On 11/30/22 08:57, Matias Laino wrote:
Q: What is the total document count? A: Based on the dashboard, it's Total #docs: 68.6mn each node (I'm replicating the same data on both)
Each core has a count. And here you can see what I was talking about with max doc compared to num docs.
https://www.dropbox.com/s/jdgddn4ve5mluhr/core_doc_counts.png?dl=0
Q: but it would be great to have an on-disk size and document count (max docs, not num docs) for each collection A: I'm not sure where to get that from metrics, based on the cloud dashboard it say the following by shard: preview_s1r2: 1.9Gb preview_s2r11: 1.9Gb preview_s2r6: 1.9Gb staging-d_s1r1: 1.8Gb staging-d_s2r4: 1.8Gb staging-a_s1r1: 1.7Gb staging-a_s2r4: 1.7Gb staging-c_s2r5: 1.6Gb staging-c_s1r2: 1.6Gb pre-prod_s1r1: 1.6Gb pre-prod_s2r4: 1.6Gb staging-b_s1r2: 1.5Gb staging-b_s2r5: 1.5Gb That is replicated on the other node.
So you've got 22GB of data, and assuming Solr is the only thing running on the machine, only about 8GB of memory to cache it (total RAM of 16GB minus 8GB for the Solr heap). I would hope for at least of 12GB of cache for that, and more is always better. 8GB may not be enough. If you have other software running on the machine, it will be even less. Does ZK live on the same instance? If so, how much heap are you giving to that?
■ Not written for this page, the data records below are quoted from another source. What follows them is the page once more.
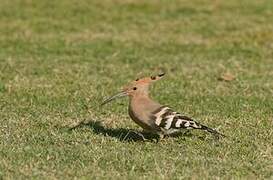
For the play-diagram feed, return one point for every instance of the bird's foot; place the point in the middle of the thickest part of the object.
(140, 135)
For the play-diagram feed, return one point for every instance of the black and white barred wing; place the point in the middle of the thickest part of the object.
(170, 121)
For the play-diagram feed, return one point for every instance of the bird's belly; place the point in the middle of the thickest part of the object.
(142, 123)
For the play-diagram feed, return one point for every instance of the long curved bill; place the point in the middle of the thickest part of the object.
(121, 94)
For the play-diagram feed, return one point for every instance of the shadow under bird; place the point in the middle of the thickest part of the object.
(152, 116)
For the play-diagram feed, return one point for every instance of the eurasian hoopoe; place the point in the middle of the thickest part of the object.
(152, 116)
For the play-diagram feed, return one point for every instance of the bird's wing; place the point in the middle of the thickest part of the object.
(167, 119)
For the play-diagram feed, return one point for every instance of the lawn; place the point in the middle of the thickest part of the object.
(59, 59)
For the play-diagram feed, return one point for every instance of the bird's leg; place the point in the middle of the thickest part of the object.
(160, 137)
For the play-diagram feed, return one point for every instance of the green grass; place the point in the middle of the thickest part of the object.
(59, 59)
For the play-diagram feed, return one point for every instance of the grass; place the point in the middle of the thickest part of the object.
(59, 59)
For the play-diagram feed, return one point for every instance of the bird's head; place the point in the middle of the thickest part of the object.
(139, 86)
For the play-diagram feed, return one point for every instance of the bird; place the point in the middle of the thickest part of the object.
(151, 115)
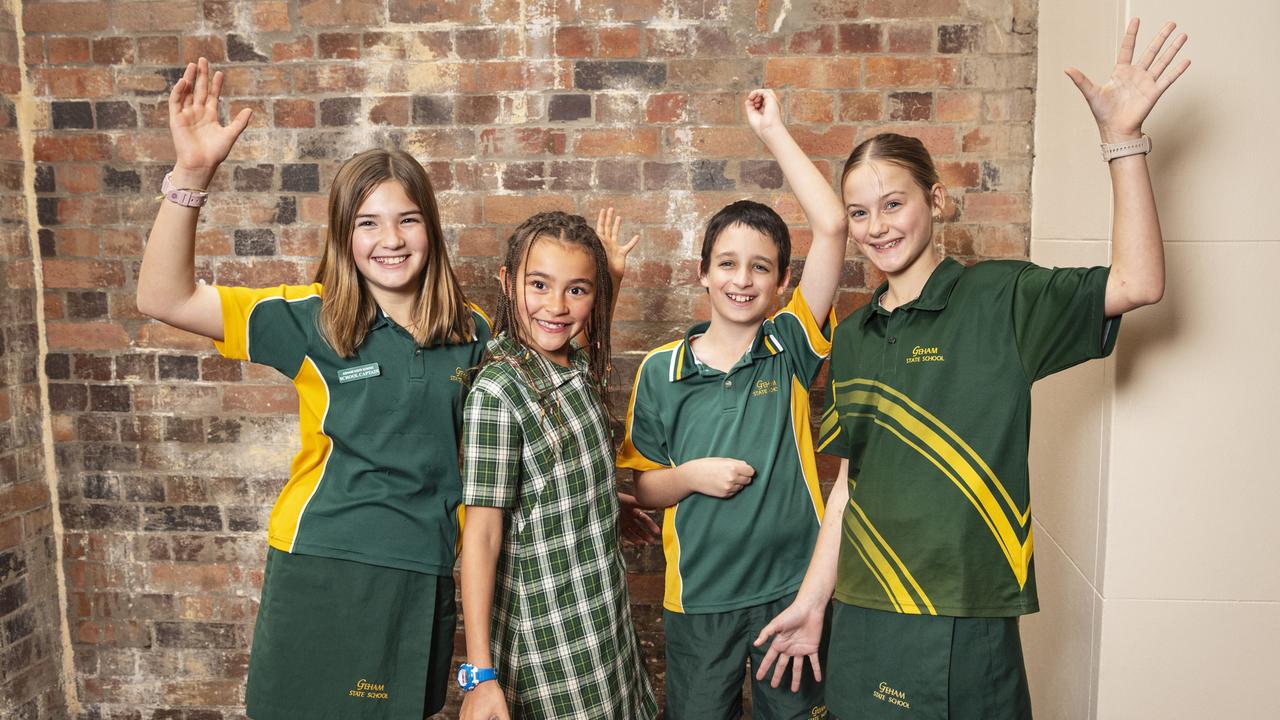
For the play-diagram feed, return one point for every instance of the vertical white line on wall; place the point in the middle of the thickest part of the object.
(24, 109)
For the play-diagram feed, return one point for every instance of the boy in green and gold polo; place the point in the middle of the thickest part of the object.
(718, 431)
(370, 513)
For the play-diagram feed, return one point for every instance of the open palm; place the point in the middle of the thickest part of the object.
(1124, 101)
(200, 141)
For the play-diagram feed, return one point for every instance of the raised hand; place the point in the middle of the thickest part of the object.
(796, 633)
(1124, 101)
(200, 141)
(763, 112)
(720, 477)
(608, 226)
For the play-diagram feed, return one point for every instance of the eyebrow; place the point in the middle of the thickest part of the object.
(548, 276)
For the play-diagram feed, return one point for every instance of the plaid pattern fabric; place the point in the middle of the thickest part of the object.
(536, 443)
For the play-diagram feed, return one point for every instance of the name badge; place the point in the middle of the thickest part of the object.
(360, 373)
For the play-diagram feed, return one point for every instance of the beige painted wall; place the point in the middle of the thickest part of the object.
(1157, 545)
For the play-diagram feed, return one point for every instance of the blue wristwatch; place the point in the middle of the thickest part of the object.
(470, 675)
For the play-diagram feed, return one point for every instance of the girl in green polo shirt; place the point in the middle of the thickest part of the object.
(357, 609)
(544, 595)
(927, 547)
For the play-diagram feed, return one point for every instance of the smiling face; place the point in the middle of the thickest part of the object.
(389, 244)
(741, 277)
(891, 217)
(554, 295)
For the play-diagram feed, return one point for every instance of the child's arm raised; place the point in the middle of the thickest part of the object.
(481, 542)
(1120, 106)
(826, 258)
(167, 281)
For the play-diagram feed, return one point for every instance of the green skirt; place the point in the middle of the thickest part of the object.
(346, 641)
(922, 666)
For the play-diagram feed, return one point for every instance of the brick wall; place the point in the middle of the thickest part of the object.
(169, 458)
(30, 625)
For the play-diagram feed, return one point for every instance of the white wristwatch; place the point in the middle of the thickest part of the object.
(1112, 150)
(183, 196)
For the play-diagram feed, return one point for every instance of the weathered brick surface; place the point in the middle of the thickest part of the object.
(169, 458)
(31, 648)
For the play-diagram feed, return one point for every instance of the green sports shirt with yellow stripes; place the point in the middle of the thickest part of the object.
(376, 478)
(728, 554)
(931, 404)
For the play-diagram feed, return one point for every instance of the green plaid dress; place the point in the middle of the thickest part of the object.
(536, 443)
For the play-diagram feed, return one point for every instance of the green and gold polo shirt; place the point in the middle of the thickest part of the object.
(376, 478)
(931, 404)
(727, 554)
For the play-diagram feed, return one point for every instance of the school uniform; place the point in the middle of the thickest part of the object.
(732, 564)
(357, 611)
(536, 443)
(931, 404)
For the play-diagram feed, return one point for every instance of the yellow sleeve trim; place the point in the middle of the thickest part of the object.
(818, 336)
(629, 455)
(238, 304)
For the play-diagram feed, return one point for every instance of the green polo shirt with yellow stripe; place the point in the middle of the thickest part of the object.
(728, 554)
(376, 478)
(931, 404)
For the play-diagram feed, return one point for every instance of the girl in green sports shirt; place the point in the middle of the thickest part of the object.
(927, 547)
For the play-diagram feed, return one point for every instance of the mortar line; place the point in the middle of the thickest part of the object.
(24, 108)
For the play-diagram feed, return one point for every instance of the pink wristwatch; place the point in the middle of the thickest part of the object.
(182, 196)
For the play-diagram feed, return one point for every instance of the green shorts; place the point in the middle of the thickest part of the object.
(341, 639)
(707, 657)
(923, 666)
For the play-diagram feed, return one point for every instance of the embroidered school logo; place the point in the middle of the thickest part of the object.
(369, 691)
(920, 354)
(764, 387)
(891, 696)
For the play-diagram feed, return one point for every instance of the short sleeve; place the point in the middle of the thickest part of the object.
(832, 440)
(490, 450)
(805, 340)
(269, 326)
(644, 443)
(1059, 318)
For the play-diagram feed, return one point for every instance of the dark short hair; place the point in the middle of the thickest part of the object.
(759, 218)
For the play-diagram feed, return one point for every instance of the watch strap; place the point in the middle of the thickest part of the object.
(1112, 150)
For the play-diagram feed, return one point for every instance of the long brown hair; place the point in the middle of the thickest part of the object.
(906, 153)
(440, 314)
(574, 231)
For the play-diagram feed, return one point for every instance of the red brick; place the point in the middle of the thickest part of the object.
(812, 72)
(158, 50)
(810, 106)
(87, 336)
(295, 113)
(68, 50)
(620, 41)
(341, 13)
(513, 209)
(896, 9)
(995, 208)
(910, 72)
(155, 16)
(63, 17)
(297, 49)
(73, 82)
(616, 142)
(574, 41)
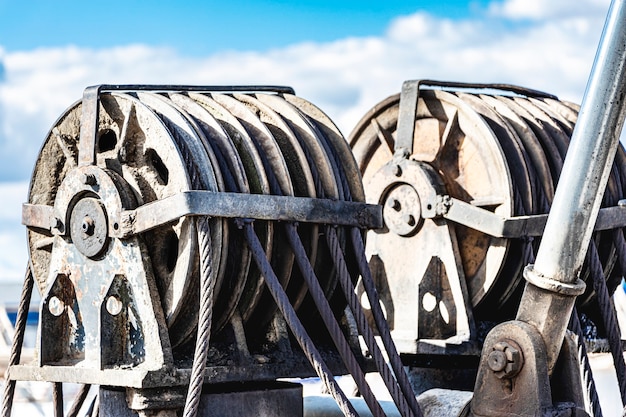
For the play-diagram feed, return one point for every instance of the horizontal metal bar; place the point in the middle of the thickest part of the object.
(523, 91)
(520, 226)
(38, 215)
(253, 206)
(197, 88)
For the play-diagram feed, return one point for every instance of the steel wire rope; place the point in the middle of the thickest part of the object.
(608, 317)
(331, 323)
(574, 324)
(379, 318)
(401, 378)
(590, 383)
(323, 306)
(364, 328)
(79, 400)
(207, 286)
(575, 327)
(294, 323)
(57, 398)
(383, 328)
(18, 340)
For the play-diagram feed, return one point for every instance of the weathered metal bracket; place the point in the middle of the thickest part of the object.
(520, 226)
(228, 205)
(409, 97)
(513, 376)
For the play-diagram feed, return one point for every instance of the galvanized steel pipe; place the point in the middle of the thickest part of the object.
(580, 189)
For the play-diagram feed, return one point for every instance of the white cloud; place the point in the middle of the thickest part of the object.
(552, 51)
(541, 9)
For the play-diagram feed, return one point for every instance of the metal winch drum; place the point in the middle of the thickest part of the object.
(140, 190)
(152, 146)
(452, 165)
(143, 194)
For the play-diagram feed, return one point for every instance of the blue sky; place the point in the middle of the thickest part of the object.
(343, 56)
(202, 27)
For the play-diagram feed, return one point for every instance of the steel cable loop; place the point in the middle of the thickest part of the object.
(79, 400)
(207, 286)
(608, 317)
(380, 321)
(362, 324)
(294, 323)
(330, 321)
(18, 340)
(57, 398)
(590, 384)
(401, 378)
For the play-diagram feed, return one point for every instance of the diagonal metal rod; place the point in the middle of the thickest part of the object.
(580, 189)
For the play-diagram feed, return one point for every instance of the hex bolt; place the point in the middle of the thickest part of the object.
(497, 361)
(506, 359)
(89, 179)
(114, 305)
(56, 307)
(395, 204)
(88, 226)
(56, 223)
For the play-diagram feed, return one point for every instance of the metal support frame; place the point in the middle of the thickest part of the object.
(553, 281)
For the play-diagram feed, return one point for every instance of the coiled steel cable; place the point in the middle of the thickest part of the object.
(207, 286)
(608, 317)
(79, 400)
(57, 398)
(294, 323)
(18, 340)
(590, 384)
(380, 321)
(401, 379)
(364, 329)
(316, 292)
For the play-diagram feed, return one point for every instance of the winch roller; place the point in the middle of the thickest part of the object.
(499, 151)
(153, 145)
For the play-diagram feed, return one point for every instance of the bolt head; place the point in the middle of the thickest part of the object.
(88, 226)
(56, 307)
(497, 361)
(89, 179)
(506, 359)
(114, 305)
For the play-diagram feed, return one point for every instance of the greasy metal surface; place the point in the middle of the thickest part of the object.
(588, 165)
(114, 221)
(586, 170)
(256, 206)
(525, 394)
(77, 326)
(458, 144)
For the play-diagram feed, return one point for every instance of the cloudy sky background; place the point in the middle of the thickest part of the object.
(343, 59)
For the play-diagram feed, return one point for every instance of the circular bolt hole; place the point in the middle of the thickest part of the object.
(114, 305)
(429, 302)
(56, 307)
(88, 226)
(107, 141)
(156, 162)
(497, 361)
(395, 204)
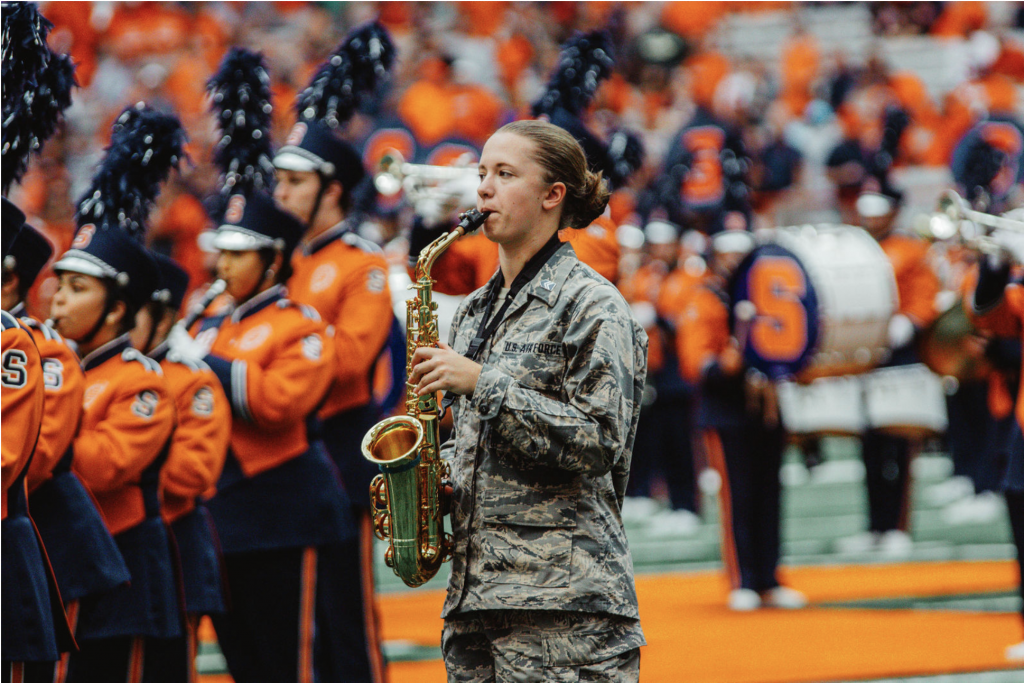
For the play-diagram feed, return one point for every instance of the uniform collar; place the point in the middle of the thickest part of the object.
(546, 285)
(327, 238)
(258, 303)
(160, 351)
(105, 352)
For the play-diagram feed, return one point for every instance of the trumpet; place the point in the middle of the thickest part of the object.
(394, 174)
(955, 219)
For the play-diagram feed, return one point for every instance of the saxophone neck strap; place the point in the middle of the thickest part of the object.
(489, 324)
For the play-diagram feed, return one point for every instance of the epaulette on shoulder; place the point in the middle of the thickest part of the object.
(194, 365)
(9, 322)
(361, 243)
(134, 354)
(306, 310)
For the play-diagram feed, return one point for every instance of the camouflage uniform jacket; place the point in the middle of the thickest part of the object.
(541, 451)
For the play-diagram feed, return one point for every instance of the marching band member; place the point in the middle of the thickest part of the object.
(744, 446)
(197, 452)
(997, 306)
(343, 276)
(33, 619)
(80, 549)
(543, 433)
(279, 499)
(887, 458)
(665, 431)
(132, 632)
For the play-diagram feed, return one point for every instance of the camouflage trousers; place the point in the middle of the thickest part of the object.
(540, 646)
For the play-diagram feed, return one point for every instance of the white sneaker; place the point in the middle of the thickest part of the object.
(953, 488)
(638, 509)
(784, 598)
(710, 481)
(981, 509)
(896, 544)
(743, 600)
(674, 522)
(1016, 652)
(858, 543)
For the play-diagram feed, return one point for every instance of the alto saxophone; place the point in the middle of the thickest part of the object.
(408, 497)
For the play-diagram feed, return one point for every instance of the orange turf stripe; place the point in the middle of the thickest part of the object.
(136, 659)
(716, 456)
(371, 619)
(693, 637)
(307, 615)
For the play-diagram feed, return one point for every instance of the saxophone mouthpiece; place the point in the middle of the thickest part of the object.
(472, 219)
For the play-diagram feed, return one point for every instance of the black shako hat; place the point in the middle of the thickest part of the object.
(253, 221)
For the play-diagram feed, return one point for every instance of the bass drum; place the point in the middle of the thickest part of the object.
(822, 296)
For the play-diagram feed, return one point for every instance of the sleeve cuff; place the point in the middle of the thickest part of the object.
(489, 392)
(233, 379)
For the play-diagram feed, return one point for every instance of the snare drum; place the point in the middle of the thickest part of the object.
(823, 296)
(826, 407)
(905, 400)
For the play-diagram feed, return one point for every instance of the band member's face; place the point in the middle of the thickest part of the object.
(77, 305)
(296, 193)
(512, 188)
(241, 270)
Performance of a system is often perfectly fine up until some threshold, and once you throw just little bit more data in the mix so it goes over that threshold, performance drops drastically. That is how a small increase can bring a system to its knees.
If you can upgrade the instance to one with more memory, that might also help, but I do think that the biggest problem is the autoSoftCommit setting. If you really can't make it at least two minutes, which is the value I would use, then set it as high as you can. 10 to 30 seconds, maybe.
Thanks, Shawn